Konsult Experiment (KE) is devoted to the invention of education designed for electracy (the apparatus of digital civilization). The immediate goal is the transition from literate school into natively electrate practices. Primary partners for this collaboration are colleagues engaged in developing Humanities curriculum and pedagogy addressing learning through digital media. KE approaches this project in terms of heuretics (the logic of invention). We do not assume that we know in advance the coming electrate education. We do know how it may be invented. The first step in transforming learning from literacy to electracy is to reimagine Arts and Letters curriculum as resources for creativity, not only within the Humanities disciplines, but across the curriculum. Literacy remains relevant to all disciplines to the extent that writing and its related powers of reason and argument are a dimension of all learning. Electracy is similarly relevant to the extent that creativity is practiced as pedagogy.
KE’s point of departure is the theory and practice of education developed by Gregory L. Ulmer in a series of books and articles, beginning with the publication of Applied Grammatology (1985), including his collaboration with colleagues in the Florida Research Ensemble (FRE). The preliminary phase of invention involves a synthesis, update, translation, and remake of these publications into exercises, assignments, projects (textshop pedagogy). The immediate point of departure of this blog is the book, Konsult: Theopraxesis, forthcoming in Parlor Press Electracy and Transmedia Studies series (2019). This book develops the Theory register of the heuretic CATTt guiding KE. A basic strategy is to invent electracy by analogy with how literacy was invented in Plato’s Academy in Classical Athens. In brief: Konsult is to electracy what Plato’s dialogue is to literacy. Plato’s dialogue performed an interface event in which illiterate students encountered literacy, undergoing a transition from conversation to dialectic. Konsult similarly performs a transition from consulting to conduction.

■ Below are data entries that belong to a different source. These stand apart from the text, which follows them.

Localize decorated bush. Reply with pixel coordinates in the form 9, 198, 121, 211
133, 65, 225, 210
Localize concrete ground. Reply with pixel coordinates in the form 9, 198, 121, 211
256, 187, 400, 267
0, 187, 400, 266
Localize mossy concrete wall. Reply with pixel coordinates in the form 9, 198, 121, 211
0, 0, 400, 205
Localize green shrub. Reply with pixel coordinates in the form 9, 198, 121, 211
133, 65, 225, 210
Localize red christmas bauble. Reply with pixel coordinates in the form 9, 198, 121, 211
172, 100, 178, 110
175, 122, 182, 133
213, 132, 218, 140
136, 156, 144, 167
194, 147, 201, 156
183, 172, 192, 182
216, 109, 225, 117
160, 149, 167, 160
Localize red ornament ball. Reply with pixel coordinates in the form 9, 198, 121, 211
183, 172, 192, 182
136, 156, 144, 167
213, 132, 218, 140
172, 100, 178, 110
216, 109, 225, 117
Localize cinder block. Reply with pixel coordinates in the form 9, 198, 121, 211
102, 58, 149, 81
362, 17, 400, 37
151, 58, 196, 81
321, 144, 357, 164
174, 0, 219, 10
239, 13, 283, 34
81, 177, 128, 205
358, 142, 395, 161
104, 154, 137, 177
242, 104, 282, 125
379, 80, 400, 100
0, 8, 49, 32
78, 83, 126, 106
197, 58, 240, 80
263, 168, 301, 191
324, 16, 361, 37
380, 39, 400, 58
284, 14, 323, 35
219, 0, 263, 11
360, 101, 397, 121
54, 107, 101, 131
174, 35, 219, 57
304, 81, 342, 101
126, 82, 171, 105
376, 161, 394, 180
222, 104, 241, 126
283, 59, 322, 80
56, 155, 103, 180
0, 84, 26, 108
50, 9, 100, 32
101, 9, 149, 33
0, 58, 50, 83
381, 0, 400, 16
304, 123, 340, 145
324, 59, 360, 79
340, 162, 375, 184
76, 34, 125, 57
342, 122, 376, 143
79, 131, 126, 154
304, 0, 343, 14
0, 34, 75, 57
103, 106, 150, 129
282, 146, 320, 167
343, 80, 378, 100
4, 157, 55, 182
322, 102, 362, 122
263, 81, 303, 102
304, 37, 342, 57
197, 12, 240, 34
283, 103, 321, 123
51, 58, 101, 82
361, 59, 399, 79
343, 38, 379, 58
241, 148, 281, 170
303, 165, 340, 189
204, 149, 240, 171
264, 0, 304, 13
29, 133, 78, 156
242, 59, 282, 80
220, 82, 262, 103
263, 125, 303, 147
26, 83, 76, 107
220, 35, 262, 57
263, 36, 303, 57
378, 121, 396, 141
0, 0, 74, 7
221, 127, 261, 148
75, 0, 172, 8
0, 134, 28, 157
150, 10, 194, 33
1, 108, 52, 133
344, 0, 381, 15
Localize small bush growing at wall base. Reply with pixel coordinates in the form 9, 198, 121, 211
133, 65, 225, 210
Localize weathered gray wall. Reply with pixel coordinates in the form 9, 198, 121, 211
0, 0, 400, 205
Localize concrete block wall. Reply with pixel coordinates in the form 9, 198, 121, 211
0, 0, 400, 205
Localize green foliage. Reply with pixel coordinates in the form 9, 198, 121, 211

Gregory L. Ulmer is Professor Emeritus, English and Media Studies, University of Florida, Gainesville, where he taught from 1972 to 2016. He is coordinator of the Florida Research Ensemble, and served as Joseph Beuys Chair at the European Graduate School, 2000-2009.
Credo: What is the role of the Humanities Disciplines in digital education? Beyond Digital Literacy and STEAM, the H’MMM Disciplines.